Les premiers juges ont toutefois étendu sans motifs apparents
le système des week-ends durant les vacances scolaires ; ce régime ne
correspond toutefois pas à l'usage. En outre, à la lecture de la convention
-
9 -
passée entre les parties, on constate que l'exercice du droit de visite est
lacunaire s'agissant des vacances scolaires. Enfin, il ressort de l'acte de
recours de la mère que celle-ci souhaite une division des vacances
scolaires en deux parties égales. Dans le cas d'espèce, l'intérêt de l'enfant
consiste en particulier à maintenir des relations régulières avec son père
et à pouvoir passer avec chacun de ses parents de plus longues périodes
durant les vacances scolaires, étant précisé que l'enfant est scolarisé ou
sur le point de l'être. Il convient dès lors de s'en tenir à la pratique usuelle
et de réformer la décision de première instance en ce sens que le droit de
visite du père s'exercera durant la moitié des vacances scolaires.

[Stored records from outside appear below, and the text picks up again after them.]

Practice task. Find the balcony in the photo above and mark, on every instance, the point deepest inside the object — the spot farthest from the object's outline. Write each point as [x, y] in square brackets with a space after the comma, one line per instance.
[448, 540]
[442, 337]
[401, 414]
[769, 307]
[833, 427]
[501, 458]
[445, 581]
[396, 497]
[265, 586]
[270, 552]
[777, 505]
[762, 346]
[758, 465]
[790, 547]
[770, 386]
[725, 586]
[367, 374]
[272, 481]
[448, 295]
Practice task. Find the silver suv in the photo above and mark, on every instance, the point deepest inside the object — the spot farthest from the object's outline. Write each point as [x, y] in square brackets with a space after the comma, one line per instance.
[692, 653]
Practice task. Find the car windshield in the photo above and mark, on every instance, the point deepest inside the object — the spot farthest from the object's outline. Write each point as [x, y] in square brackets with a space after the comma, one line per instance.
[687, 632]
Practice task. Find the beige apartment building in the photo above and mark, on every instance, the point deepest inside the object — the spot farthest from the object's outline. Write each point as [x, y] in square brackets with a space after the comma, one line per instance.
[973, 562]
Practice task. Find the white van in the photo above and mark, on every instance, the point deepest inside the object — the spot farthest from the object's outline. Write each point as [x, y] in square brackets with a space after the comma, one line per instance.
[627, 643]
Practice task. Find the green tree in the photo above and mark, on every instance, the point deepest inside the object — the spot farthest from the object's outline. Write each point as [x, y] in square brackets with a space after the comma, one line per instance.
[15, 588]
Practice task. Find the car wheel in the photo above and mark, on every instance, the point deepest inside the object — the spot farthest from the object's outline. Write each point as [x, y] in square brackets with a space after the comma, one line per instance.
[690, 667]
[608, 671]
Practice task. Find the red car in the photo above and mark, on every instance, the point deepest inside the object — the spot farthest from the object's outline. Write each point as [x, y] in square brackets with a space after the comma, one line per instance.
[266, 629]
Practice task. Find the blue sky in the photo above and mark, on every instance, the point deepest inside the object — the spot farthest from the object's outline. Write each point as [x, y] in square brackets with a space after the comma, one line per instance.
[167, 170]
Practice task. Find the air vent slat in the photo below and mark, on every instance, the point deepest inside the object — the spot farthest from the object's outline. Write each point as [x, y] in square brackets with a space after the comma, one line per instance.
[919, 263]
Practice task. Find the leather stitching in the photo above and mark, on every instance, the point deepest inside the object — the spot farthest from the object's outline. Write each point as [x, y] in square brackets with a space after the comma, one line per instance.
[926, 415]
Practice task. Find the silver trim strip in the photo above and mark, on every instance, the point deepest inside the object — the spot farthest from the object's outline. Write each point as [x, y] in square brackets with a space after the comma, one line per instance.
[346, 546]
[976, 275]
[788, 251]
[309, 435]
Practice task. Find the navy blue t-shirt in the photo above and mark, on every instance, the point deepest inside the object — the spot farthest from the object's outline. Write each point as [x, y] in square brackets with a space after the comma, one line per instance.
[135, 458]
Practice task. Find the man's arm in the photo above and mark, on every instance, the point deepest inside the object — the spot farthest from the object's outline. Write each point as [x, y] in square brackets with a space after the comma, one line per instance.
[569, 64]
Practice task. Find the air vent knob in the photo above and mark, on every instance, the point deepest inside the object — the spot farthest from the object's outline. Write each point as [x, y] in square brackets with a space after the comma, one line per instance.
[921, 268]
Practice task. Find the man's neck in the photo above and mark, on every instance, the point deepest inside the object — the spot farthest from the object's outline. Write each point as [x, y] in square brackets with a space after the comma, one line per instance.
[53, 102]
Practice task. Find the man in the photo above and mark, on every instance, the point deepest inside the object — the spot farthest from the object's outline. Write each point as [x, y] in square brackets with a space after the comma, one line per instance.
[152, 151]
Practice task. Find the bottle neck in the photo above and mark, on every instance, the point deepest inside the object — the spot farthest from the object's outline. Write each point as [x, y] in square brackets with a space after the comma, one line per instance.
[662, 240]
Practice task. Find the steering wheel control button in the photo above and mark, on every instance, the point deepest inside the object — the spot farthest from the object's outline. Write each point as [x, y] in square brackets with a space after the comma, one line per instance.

3.a) Le recours de A.S.________ doit donc être admis et le chiffre
III de la décision entreprise réformé en ce sens que le père exercera son
droit de visite, hors vacances scolaires, un week-end sur deux du vendredi
soir à 18 heures au dimanche soir à 18 heures, ainsi que durant le moitié
des vacances scolaires. Pour le surplus, la décision attaquée doit être
confirmée.
b) Les frais judiciaires de deuxième instance peuvent être
fixés à 200 fr. (art. 74a al. 1 TFJC [tarif du 28 septembre 2010 des frais
judiciaires civils, RSV 270.11.5]) et doivent être mis à la charge de l'Etat
(art. 107 al. 2 CPC, applicable par renvoi de l’art. 450f CC).
-
10 -
Par ces motifs,
la Chambre des curatelles du Tribunal cantonal,
statuant à huis clos,
p r o n o n c e :
I. Le recours est admis
II. La décision est réformée au chiffre III de son dispositif comme
suit :
III. Dit que, pour le surplus, C.________ exercera son droit de
visite sur sa fille B.S., à défaut d'entente avec
A.S., selon les modalités suivantes, à charge pour
le père d'aller chercher l'enfant là où il se trouve et de l'y
ramener :
-
Hors vacances scolaires : un week-end sur deux, du
vendredi soir à 18 heures au dimanche soir à 18
heures ;
-
La moitié des vacances scolaires.
Elle est confirmée pour le surplus.
III. Les frais judiciaires, arrêtés à 200 fr. (deux cents francs), sont
mis à la charge de l'Etat.
IV. L'arrêt motivé est exécutoire.
La présidente :La greffière :
Du 17 novembre 2014
Le dispositif de l'arrêt qui précède est communiqué par écrit
aux intéressés.
La greffière :
-
11 -
Du
L'arrêt qui précède, dont la rédaction a été approuvée à huis
clos, est notifié à :
-Mme A.S.,
-M. C.,
et communiqué à :
-Justice de paix du district de Lausanne,
par l'envoi de photocopies.
Le présent arrêt peut faire l'objet d'un recours en matière
civile devant le Tribunal fédéral au sens des art. 72 ss LTF (loi du 17 juin
2005 sur le Tribunal fédéral, RS 173.110), cas échéant d'un recours
constitutionnel subsidiaire au sens des art. 113 ss LTF. Ces recours doivent
être déposés devant le Tribunal fédéral dans les trente jours qui suivent la
présente notification (art. 100 al. 1 LTF).